CatBoost Flashcards

🐱 CatBoost Flashcards

A gradient boosting framework optimized for categorical data and ease of use

🐱 What is CatBoost?

CatBoost is an open-source gradient boosting library developed by Yandex. It handles categorical features natively and supports classification and regression.

🎯 Key Strength

Excels at handling categorical variables without the need for preprocessing like one-hot encoding.

🧠 Use Cases

Widely used in fraud detection, customer churn prediction, credit scoring, and recommendation systems.

⚙️ Installation

Install using pip install catboost. No GPU configuration needed unless desired.

📈 Built-in Visualization

CatBoost supports built-in model evaluation plots, feature importance, and cross-validation tools.
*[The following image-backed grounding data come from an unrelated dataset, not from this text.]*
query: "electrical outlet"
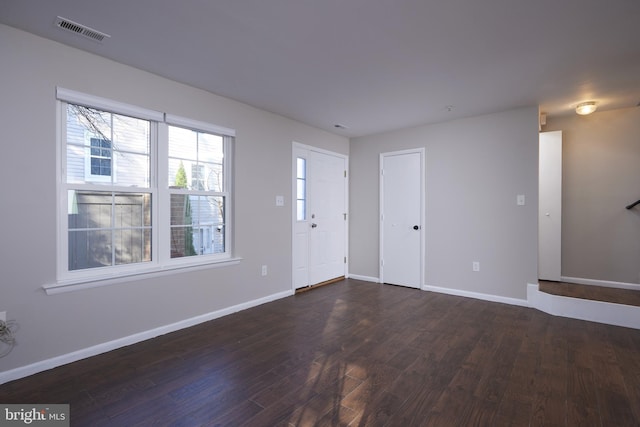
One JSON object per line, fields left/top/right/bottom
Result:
{"left": 472, "top": 262, "right": 480, "bottom": 272}
{"left": 0, "top": 311, "right": 6, "bottom": 322}
{"left": 261, "top": 265, "right": 268, "bottom": 276}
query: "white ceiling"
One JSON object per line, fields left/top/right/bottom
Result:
{"left": 2, "top": 0, "right": 639, "bottom": 137}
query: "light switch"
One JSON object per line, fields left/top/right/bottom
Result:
{"left": 275, "top": 195, "right": 284, "bottom": 206}
{"left": 517, "top": 194, "right": 525, "bottom": 206}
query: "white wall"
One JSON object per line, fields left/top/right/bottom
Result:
{"left": 349, "top": 107, "right": 539, "bottom": 300}
{"left": 0, "top": 25, "right": 348, "bottom": 376}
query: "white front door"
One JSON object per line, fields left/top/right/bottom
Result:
{"left": 539, "top": 131, "right": 562, "bottom": 281}
{"left": 293, "top": 144, "right": 347, "bottom": 289}
{"left": 380, "top": 149, "right": 424, "bottom": 288}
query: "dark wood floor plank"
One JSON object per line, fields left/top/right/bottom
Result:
{"left": 566, "top": 366, "right": 599, "bottom": 426}
{"left": 589, "top": 323, "right": 637, "bottom": 426}
{"left": 612, "top": 328, "right": 640, "bottom": 422}
{"left": 284, "top": 374, "right": 362, "bottom": 425}
{"left": 240, "top": 369, "right": 322, "bottom": 426}
{"left": 494, "top": 316, "right": 544, "bottom": 423}
{"left": 474, "top": 334, "right": 522, "bottom": 403}
{"left": 371, "top": 323, "right": 445, "bottom": 421}
{"left": 493, "top": 397, "right": 533, "bottom": 427}
{"left": 1, "top": 278, "right": 639, "bottom": 426}
{"left": 314, "top": 404, "right": 358, "bottom": 427}
{"left": 531, "top": 318, "right": 570, "bottom": 426}
{"left": 347, "top": 389, "right": 405, "bottom": 427}
{"left": 204, "top": 399, "right": 264, "bottom": 426}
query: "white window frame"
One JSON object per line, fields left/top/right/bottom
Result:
{"left": 47, "top": 88, "right": 239, "bottom": 294}
{"left": 161, "top": 114, "right": 235, "bottom": 268}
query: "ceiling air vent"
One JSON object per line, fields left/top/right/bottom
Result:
{"left": 55, "top": 16, "right": 110, "bottom": 42}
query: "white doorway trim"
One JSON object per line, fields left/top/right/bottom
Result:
{"left": 539, "top": 131, "right": 562, "bottom": 281}
{"left": 292, "top": 142, "right": 349, "bottom": 291}
{"left": 379, "top": 148, "right": 425, "bottom": 288}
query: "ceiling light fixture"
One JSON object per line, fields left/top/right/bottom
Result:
{"left": 575, "top": 101, "right": 597, "bottom": 115}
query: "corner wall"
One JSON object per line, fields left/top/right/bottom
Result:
{"left": 0, "top": 24, "right": 348, "bottom": 377}
{"left": 544, "top": 107, "right": 640, "bottom": 284}
{"left": 349, "top": 107, "right": 539, "bottom": 300}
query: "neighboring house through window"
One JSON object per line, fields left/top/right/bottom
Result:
{"left": 191, "top": 164, "right": 205, "bottom": 191}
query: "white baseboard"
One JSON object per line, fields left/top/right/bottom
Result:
{"left": 528, "top": 283, "right": 640, "bottom": 329}
{"left": 422, "top": 284, "right": 529, "bottom": 307}
{"left": 347, "top": 274, "right": 380, "bottom": 283}
{"left": 561, "top": 276, "right": 640, "bottom": 291}
{"left": 0, "top": 289, "right": 293, "bottom": 385}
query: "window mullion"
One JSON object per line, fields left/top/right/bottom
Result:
{"left": 156, "top": 122, "right": 169, "bottom": 264}
{"left": 110, "top": 114, "right": 115, "bottom": 185}
{"left": 111, "top": 191, "right": 116, "bottom": 267}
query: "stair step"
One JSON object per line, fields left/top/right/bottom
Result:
{"left": 528, "top": 282, "right": 640, "bottom": 329}
{"left": 538, "top": 280, "right": 640, "bottom": 308}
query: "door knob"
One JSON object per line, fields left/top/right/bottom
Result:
{"left": 413, "top": 225, "right": 419, "bottom": 230}
{"left": 311, "top": 223, "right": 317, "bottom": 228}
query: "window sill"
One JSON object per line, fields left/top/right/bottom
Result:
{"left": 43, "top": 257, "right": 242, "bottom": 295}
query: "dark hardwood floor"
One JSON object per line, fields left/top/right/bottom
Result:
{"left": 1, "top": 279, "right": 639, "bottom": 426}
{"left": 539, "top": 280, "right": 640, "bottom": 307}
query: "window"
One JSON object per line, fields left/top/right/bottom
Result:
{"left": 65, "top": 103, "right": 152, "bottom": 271}
{"left": 167, "top": 125, "right": 227, "bottom": 258}
{"left": 89, "top": 138, "right": 112, "bottom": 177}
{"left": 296, "top": 157, "right": 307, "bottom": 221}
{"left": 56, "top": 88, "right": 235, "bottom": 287}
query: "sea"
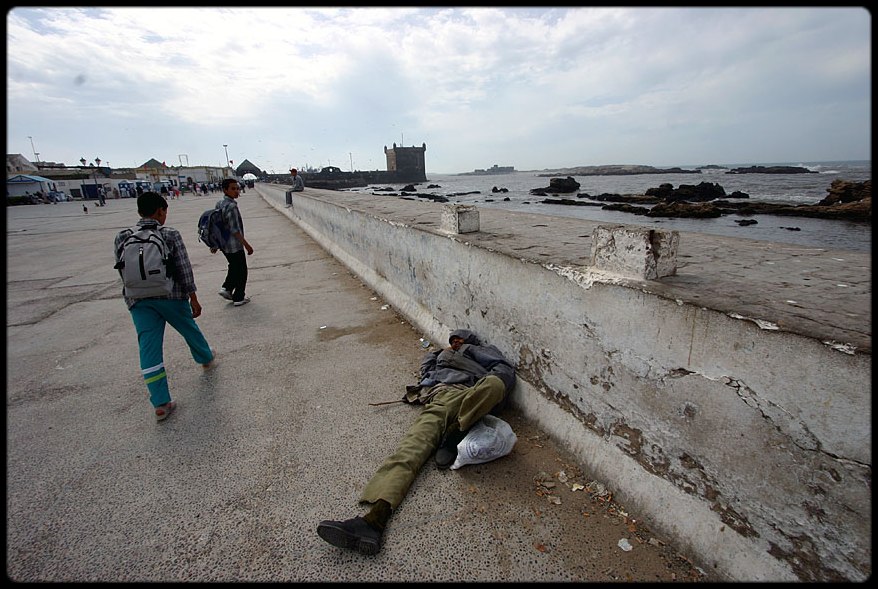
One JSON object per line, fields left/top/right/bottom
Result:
{"left": 345, "top": 160, "right": 871, "bottom": 252}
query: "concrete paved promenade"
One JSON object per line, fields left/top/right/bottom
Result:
{"left": 6, "top": 195, "right": 711, "bottom": 582}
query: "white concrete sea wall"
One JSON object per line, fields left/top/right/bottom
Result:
{"left": 261, "top": 185, "right": 870, "bottom": 582}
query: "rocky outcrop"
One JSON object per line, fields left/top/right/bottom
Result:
{"left": 817, "top": 179, "right": 871, "bottom": 205}
{"left": 537, "top": 165, "right": 700, "bottom": 176}
{"left": 543, "top": 179, "right": 871, "bottom": 222}
{"left": 529, "top": 176, "right": 581, "bottom": 195}
{"left": 584, "top": 193, "right": 661, "bottom": 204}
{"left": 541, "top": 198, "right": 603, "bottom": 207}
{"left": 647, "top": 201, "right": 723, "bottom": 218}
{"left": 644, "top": 181, "right": 745, "bottom": 202}
{"left": 714, "top": 180, "right": 871, "bottom": 220}
{"left": 726, "top": 165, "right": 817, "bottom": 174}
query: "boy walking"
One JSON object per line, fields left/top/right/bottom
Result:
{"left": 113, "top": 192, "right": 215, "bottom": 422}
{"left": 213, "top": 178, "right": 255, "bottom": 306}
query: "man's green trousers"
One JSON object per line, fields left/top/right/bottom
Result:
{"left": 359, "top": 375, "right": 506, "bottom": 509}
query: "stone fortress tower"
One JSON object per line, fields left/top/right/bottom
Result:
{"left": 384, "top": 142, "right": 427, "bottom": 182}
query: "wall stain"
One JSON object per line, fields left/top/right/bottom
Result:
{"left": 768, "top": 535, "right": 850, "bottom": 582}
{"left": 519, "top": 343, "right": 760, "bottom": 541}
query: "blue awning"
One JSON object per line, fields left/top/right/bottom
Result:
{"left": 7, "top": 174, "right": 52, "bottom": 183}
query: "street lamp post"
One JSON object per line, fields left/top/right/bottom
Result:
{"left": 223, "top": 144, "right": 230, "bottom": 170}
{"left": 80, "top": 157, "right": 104, "bottom": 206}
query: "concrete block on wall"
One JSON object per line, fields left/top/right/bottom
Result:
{"left": 441, "top": 204, "right": 480, "bottom": 234}
{"left": 590, "top": 225, "right": 679, "bottom": 279}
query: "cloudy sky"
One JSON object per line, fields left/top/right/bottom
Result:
{"left": 6, "top": 7, "right": 871, "bottom": 174}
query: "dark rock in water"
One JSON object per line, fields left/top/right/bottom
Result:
{"left": 710, "top": 180, "right": 870, "bottom": 221}
{"left": 578, "top": 178, "right": 869, "bottom": 221}
{"left": 647, "top": 201, "right": 723, "bottom": 218}
{"left": 782, "top": 226, "right": 802, "bottom": 231}
{"left": 402, "top": 184, "right": 417, "bottom": 192}
{"left": 585, "top": 192, "right": 662, "bottom": 204}
{"left": 530, "top": 176, "right": 580, "bottom": 195}
{"left": 816, "top": 179, "right": 871, "bottom": 206}
{"left": 600, "top": 203, "right": 650, "bottom": 215}
{"left": 427, "top": 184, "right": 441, "bottom": 189}
{"left": 503, "top": 196, "right": 510, "bottom": 201}
{"left": 726, "top": 165, "right": 817, "bottom": 174}
{"left": 413, "top": 193, "right": 448, "bottom": 203}
{"left": 447, "top": 191, "right": 481, "bottom": 197}
{"left": 735, "top": 219, "right": 758, "bottom": 226}
{"left": 491, "top": 186, "right": 509, "bottom": 193}
{"left": 541, "top": 197, "right": 602, "bottom": 207}
{"left": 715, "top": 199, "right": 871, "bottom": 220}
{"left": 645, "top": 181, "right": 728, "bottom": 202}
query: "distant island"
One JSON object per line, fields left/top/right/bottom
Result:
{"left": 536, "top": 164, "right": 700, "bottom": 177}
{"left": 458, "top": 165, "right": 516, "bottom": 176}
{"left": 533, "top": 164, "right": 819, "bottom": 176}
{"left": 725, "top": 165, "right": 818, "bottom": 175}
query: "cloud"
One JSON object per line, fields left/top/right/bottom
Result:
{"left": 6, "top": 7, "right": 870, "bottom": 173}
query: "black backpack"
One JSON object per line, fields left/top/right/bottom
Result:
{"left": 197, "top": 206, "right": 230, "bottom": 249}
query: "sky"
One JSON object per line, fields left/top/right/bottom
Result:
{"left": 6, "top": 6, "right": 871, "bottom": 175}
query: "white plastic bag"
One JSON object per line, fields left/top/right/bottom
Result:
{"left": 450, "top": 414, "right": 517, "bottom": 470}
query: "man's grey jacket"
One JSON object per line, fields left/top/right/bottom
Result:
{"left": 405, "top": 329, "right": 516, "bottom": 412}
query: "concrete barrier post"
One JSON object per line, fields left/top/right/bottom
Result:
{"left": 590, "top": 225, "right": 679, "bottom": 279}
{"left": 441, "top": 204, "right": 480, "bottom": 234}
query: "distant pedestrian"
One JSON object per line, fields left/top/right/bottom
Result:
{"left": 214, "top": 178, "right": 254, "bottom": 307}
{"left": 113, "top": 191, "right": 216, "bottom": 422}
{"left": 290, "top": 168, "right": 305, "bottom": 191}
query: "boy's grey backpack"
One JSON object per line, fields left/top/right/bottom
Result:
{"left": 114, "top": 226, "right": 174, "bottom": 299}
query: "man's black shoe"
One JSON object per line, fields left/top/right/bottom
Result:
{"left": 317, "top": 516, "right": 382, "bottom": 555}
{"left": 435, "top": 425, "right": 468, "bottom": 470}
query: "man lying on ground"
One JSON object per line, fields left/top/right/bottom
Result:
{"left": 317, "top": 329, "right": 516, "bottom": 555}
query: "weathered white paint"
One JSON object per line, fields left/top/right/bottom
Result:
{"left": 259, "top": 185, "right": 871, "bottom": 582}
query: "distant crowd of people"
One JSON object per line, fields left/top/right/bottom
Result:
{"left": 12, "top": 179, "right": 246, "bottom": 207}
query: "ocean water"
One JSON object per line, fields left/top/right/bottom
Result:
{"left": 346, "top": 160, "right": 871, "bottom": 252}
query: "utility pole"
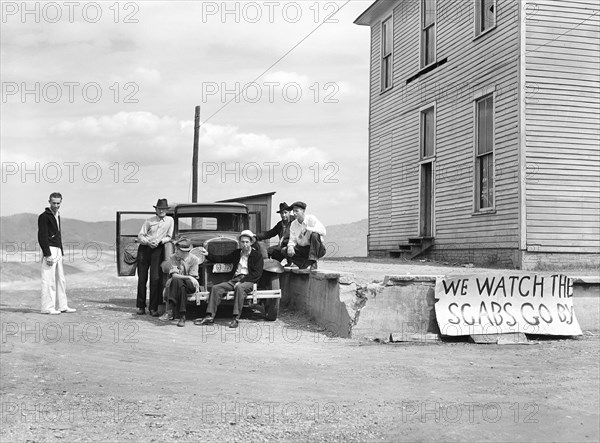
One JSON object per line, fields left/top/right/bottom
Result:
{"left": 192, "top": 105, "right": 200, "bottom": 202}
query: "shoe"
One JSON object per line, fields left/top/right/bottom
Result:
{"left": 309, "top": 262, "right": 318, "bottom": 271}
{"left": 136, "top": 308, "right": 145, "bottom": 315}
{"left": 159, "top": 311, "right": 174, "bottom": 322}
{"left": 150, "top": 310, "right": 160, "bottom": 317}
{"left": 41, "top": 309, "right": 61, "bottom": 315}
{"left": 195, "top": 317, "right": 214, "bottom": 326}
{"left": 60, "top": 307, "right": 76, "bottom": 313}
{"left": 228, "top": 319, "right": 239, "bottom": 329}
{"left": 177, "top": 315, "right": 186, "bottom": 327}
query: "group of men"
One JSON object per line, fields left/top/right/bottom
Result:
{"left": 37, "top": 194, "right": 326, "bottom": 330}
{"left": 256, "top": 201, "right": 327, "bottom": 271}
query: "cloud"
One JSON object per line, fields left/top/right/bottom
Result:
{"left": 46, "top": 111, "right": 331, "bottom": 169}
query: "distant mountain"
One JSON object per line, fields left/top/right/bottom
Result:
{"left": 324, "top": 219, "right": 367, "bottom": 258}
{"left": 0, "top": 214, "right": 368, "bottom": 257}
{"left": 0, "top": 213, "right": 144, "bottom": 250}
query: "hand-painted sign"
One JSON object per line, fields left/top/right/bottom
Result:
{"left": 434, "top": 273, "right": 582, "bottom": 336}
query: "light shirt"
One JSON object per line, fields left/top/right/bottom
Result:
{"left": 166, "top": 253, "right": 200, "bottom": 278}
{"left": 235, "top": 251, "right": 250, "bottom": 276}
{"left": 288, "top": 214, "right": 326, "bottom": 248}
{"left": 53, "top": 210, "right": 60, "bottom": 231}
{"left": 138, "top": 215, "right": 174, "bottom": 246}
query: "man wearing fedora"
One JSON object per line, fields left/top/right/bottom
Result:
{"left": 256, "top": 202, "right": 294, "bottom": 262}
{"left": 136, "top": 198, "right": 174, "bottom": 316}
{"left": 195, "top": 230, "right": 263, "bottom": 329}
{"left": 159, "top": 238, "right": 200, "bottom": 327}
{"left": 284, "top": 201, "right": 326, "bottom": 270}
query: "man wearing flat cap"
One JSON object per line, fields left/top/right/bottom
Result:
{"left": 255, "top": 202, "right": 294, "bottom": 262}
{"left": 136, "top": 198, "right": 174, "bottom": 316}
{"left": 159, "top": 238, "right": 200, "bottom": 327}
{"left": 195, "top": 230, "right": 263, "bottom": 329}
{"left": 284, "top": 201, "right": 326, "bottom": 270}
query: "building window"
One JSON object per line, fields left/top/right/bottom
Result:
{"left": 421, "top": 106, "right": 435, "bottom": 158}
{"left": 421, "top": 0, "right": 436, "bottom": 68}
{"left": 475, "top": 95, "right": 494, "bottom": 210}
{"left": 381, "top": 16, "right": 393, "bottom": 90}
{"left": 475, "top": 0, "right": 496, "bottom": 36}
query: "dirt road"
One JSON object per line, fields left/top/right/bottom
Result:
{"left": 1, "top": 283, "right": 599, "bottom": 442}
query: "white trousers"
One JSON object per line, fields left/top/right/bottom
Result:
{"left": 40, "top": 246, "right": 68, "bottom": 312}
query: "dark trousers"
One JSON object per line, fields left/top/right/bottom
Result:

🧩 Native Categorical Handling

Simply specify categorical feature indices when creating the Pool object—no need for manual encoding.

🎛️ Parameters

Important hyperparameters include depth, iterations, learning_rate, and l2_leaf_reg.

🖥️ GPU Training

Use task_type="GPU" in CatBoostClassifier or CatBoostRegressor for faster training on large data.

💡 Auto Feature Engineering

Performs automatic feature combinations and target encoding behind the scenes.

🔁 Model Saving

Use model.save_model("model.cbm") to save and reload with load_model.

🔍 Evaluation Metrics

Supports metrics like AUC, RMSE, Logloss, MAE, and allows custom metrics.

🤝 Integration

Integrates easily with scikit-learn pipeline, Optuna, MLflow, and supports JSON, CSV, and NumPy formats.